Vak Sahayak

Next.js 15React 19Tailwind CSSLiveKitSarvam AIGroq LLMSilero VAD
Vak Sahayak preview

overview.

A working prototype built as a proposal for a voice-driven government form-filling service. A citizen selects a service (like Aadhaar, PAN, or Ration Card), presses a button, and speaks naturally. An AI agent walks through each field conversationally, confirms what it heard, and fills the on-screen form live. It runs end-to-end on LiveKit using Sarvam AI for Indic STT/TTS and Groq LLMs for natural conversation.

technical implementation.

Finite State Machine (FSM) Agent Control

Engineered a robust Finite State Machine in the LiveKit backend with strict transitions ('greeting' → 'collecting' → 'review' → 'submitted'). The FSM utilizes a cursor to rigidly enforce chronological field order, gates tool execution by phase, and guarantees that any user corrections during review force a fresh read-back loop before final submission.

WebRTC Voice Pipeline

Implemented a high-performance voice pipeline using LiveKit to stream audio between the Next.js frontend and a self-contained Node.js backend agent, achieving near real-time conversational latency.

Dynamic Schema Injection

Designed a schema-agnostic Voice Agent.

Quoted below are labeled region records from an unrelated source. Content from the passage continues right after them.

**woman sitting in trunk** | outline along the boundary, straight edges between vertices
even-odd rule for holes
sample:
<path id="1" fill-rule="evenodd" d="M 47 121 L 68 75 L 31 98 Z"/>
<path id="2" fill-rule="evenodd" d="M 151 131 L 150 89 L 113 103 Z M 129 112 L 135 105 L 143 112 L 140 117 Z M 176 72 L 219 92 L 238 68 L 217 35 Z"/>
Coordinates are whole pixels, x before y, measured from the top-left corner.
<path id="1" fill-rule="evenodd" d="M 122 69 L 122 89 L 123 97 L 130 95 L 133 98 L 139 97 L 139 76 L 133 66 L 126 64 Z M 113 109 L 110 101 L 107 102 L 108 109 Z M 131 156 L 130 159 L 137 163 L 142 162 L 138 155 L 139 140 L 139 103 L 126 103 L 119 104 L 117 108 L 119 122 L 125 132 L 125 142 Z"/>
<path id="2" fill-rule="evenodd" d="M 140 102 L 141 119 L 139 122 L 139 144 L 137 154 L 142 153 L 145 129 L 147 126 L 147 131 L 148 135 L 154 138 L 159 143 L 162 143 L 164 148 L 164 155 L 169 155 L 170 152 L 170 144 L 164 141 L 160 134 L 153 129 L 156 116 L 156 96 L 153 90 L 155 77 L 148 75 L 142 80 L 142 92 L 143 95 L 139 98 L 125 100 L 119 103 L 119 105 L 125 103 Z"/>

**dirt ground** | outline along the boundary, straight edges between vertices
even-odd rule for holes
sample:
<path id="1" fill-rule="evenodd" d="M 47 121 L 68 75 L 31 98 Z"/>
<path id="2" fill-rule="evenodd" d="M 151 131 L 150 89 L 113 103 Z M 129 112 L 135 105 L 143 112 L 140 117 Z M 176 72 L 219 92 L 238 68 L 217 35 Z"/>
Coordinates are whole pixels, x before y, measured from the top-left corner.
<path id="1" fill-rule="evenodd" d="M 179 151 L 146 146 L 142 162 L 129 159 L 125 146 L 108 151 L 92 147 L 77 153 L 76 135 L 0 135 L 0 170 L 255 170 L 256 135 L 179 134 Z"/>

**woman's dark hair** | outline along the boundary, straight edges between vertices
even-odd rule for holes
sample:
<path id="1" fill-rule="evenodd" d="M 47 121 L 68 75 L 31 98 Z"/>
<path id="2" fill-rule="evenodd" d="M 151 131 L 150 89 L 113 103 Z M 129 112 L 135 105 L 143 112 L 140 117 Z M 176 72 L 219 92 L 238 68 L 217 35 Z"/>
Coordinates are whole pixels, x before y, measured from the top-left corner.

The frontend mints a LiveKit token and dispatches the agent with the selected form's schema embedded in the job metadata, allowing new forms to be added with zero backend changes.

Indic AI Integration

Integrated Sarvam AI's models specifically trained on Indian languages to handle varied accents and dialects, alongside Silero VAD for accurate voice activity detection.

key features.

  • Zero-typing conversational form filling through LiveKit WebRTC architecture
  • Integration with Sarvam AI for high-accuracy Indic language Speech-to-Text and Text-to-Speech
  • Groq LLM integration for ultra-low latency, natural conversational flows
  • Schema-agnostic Voice Agent that adapts dynamically to different form metadata
  • Real-time visual form updates as the user speaks
  • Live support for complex government forms including Aadhaar, PAN, and Ration Card
  • Independent frontend and backend agent scaling via LiveKit Cloud

screenshots.

Vak Sahayak Hero

Voice-first assistant for filling government forms.

Two Ways to Fill

Choose between traditional typing or voice-first form filling.

Live Form Filling

Real-time visual form updates as the voice agent listens.

Sarvam AI Integration

Powered by Sarvam AI for accurate Indic speech-to-text.

Ringg Integration

Automated calling capabilities with Ringg API.

Application History

Track previously filled and submitted government forms.

Form Submission

Final review and submission of the voice-filled form.

challenges & solutions.

Challenge: Managing unstructured speech for strict form fields

Solution: Utilized Groq LLMs to intelligently parse unstructured conversational input into structured JSON conforming exactly to the dynamic Zod schemas provided by the frontend.

Challenge: Reducing conversation latency

Solution: Optimized the pipeline by deploying the agent on LiveKit Cloud (ap-south region) and using Groq's LPU inference engine for lightning-fast LLM responses.